Мне предлагался торг, это было очевидным. Я поблагодарил министра за заботу, тем более что я числился и среди делегатов съезда, и только в связи с необходимостью заботиться о стабилизации обстановки в Афганистане министр разрешил мне оставаться по месту службы.
И вот он перешел к главному:
— Ну вы там, конечно, уяснили, что злодейское глумление над мирными гражданами совершено переодетыми душманами. У нас тут такая информация и по линии «ближних», да и Фикрят Ахмедзянович это подтверждает.
Я изо всех сил старался сохранить твердость в голосе:
— Товарищ министр обороны, дважды проверено, дважды доказано, и дважды я от имени Советского правительства приносил извинения председателю правительства ДРА в связи с этим злодеянием, совершенным воинами 40-й армии.
— Да что вы плетете, товарищ Майоров? Ведь доказано!
— В Москве, может быть, и доказано так, как вы говорите, а здесь доказано, что преступление совершено нашими воинами. И эти преступники арестованы.

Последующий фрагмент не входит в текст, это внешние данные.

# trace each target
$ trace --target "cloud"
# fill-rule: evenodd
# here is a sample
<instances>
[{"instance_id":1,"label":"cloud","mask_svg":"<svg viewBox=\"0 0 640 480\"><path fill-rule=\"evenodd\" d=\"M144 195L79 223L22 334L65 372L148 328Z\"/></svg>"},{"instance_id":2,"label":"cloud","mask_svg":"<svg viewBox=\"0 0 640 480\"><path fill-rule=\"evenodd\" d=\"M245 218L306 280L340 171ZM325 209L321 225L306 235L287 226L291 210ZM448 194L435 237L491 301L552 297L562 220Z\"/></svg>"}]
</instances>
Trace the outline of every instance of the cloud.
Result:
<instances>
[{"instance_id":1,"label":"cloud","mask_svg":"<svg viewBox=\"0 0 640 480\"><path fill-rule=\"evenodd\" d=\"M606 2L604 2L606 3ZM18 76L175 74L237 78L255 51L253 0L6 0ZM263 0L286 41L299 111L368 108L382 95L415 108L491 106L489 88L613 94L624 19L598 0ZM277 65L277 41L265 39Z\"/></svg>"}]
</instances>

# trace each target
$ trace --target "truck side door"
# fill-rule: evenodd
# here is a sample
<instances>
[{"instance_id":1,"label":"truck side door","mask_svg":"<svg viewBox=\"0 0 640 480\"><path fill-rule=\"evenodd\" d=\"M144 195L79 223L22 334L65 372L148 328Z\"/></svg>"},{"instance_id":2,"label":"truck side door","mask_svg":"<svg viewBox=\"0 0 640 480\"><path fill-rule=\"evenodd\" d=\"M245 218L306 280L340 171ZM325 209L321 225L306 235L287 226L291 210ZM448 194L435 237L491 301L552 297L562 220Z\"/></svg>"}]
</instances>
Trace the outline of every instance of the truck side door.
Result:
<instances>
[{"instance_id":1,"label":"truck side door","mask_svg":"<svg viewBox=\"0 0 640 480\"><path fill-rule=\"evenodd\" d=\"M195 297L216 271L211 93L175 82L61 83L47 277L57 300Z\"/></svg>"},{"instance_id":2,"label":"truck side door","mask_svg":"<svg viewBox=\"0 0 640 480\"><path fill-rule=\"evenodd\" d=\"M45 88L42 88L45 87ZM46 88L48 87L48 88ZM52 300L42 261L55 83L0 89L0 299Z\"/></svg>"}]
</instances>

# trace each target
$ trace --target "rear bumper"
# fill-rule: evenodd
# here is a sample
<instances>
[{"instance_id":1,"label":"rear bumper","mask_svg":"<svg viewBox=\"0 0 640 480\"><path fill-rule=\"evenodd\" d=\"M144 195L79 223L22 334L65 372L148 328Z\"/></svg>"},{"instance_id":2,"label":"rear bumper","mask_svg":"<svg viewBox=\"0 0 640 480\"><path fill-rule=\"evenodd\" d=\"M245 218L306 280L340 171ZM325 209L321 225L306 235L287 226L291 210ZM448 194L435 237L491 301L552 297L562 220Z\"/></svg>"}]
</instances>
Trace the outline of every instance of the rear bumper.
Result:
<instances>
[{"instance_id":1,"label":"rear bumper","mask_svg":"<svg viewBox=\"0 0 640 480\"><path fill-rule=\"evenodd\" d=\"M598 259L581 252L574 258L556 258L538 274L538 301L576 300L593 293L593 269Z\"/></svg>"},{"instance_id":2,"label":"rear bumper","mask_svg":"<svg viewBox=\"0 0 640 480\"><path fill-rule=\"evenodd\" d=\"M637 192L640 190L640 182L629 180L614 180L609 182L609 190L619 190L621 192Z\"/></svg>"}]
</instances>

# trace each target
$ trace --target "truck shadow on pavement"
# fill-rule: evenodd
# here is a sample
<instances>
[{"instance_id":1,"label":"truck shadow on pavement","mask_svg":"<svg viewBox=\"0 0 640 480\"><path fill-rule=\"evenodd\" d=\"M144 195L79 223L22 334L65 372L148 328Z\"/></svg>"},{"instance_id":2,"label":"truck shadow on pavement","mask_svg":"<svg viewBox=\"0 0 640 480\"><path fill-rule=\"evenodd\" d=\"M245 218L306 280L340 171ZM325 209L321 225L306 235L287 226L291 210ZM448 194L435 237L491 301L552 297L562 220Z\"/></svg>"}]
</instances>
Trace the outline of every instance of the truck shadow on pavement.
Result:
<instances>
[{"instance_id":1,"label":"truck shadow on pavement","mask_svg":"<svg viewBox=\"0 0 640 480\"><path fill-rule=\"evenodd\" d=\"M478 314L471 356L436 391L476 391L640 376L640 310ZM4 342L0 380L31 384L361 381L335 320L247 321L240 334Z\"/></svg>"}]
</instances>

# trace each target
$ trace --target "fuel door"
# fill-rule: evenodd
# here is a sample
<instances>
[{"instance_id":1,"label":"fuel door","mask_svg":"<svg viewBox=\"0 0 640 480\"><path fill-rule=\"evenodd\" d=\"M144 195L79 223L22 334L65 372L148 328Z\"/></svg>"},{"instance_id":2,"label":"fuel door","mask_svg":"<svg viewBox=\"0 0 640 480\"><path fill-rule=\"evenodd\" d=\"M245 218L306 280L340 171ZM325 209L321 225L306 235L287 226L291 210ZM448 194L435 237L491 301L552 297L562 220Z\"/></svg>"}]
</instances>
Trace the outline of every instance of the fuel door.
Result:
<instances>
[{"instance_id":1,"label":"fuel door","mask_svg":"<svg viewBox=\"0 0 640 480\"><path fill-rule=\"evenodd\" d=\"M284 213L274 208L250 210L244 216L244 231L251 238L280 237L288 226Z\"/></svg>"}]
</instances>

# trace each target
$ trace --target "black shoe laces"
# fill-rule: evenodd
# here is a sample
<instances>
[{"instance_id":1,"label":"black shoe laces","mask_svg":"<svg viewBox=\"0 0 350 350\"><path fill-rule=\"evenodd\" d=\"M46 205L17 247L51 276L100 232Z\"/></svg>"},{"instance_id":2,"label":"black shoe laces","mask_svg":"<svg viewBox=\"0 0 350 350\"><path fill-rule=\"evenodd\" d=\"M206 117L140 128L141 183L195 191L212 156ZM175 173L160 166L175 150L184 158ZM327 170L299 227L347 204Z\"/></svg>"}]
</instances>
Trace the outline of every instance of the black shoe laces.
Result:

И тогда он тихо меня спрашивает:
— Послушайте, вы за кого?
И услышал я сталь в голосе сталинского наркома. И как бы смел и уверен в себе я ни был в тот момент, испарина покрыла мой лоб.
— Товарищ министр обороны, я за правду.
А он опять, тихо так:
— За какую правду?
— За ленинскую правду, товарищ министр…
Не успел я сказать «обороны», как в трубке раздался щелчок. Разговор был окончен.
Развязка состоялась.
Пригласив Самойленко и Черемных, я изложил им суть разговора с министром. Сказал им и о поведении Табеева в Москве, о коварстве и лжи представителя КГБ Спольникова. Одно лишь утешило нас — обилие работы. Предстояло закончить планирование операций на март-май.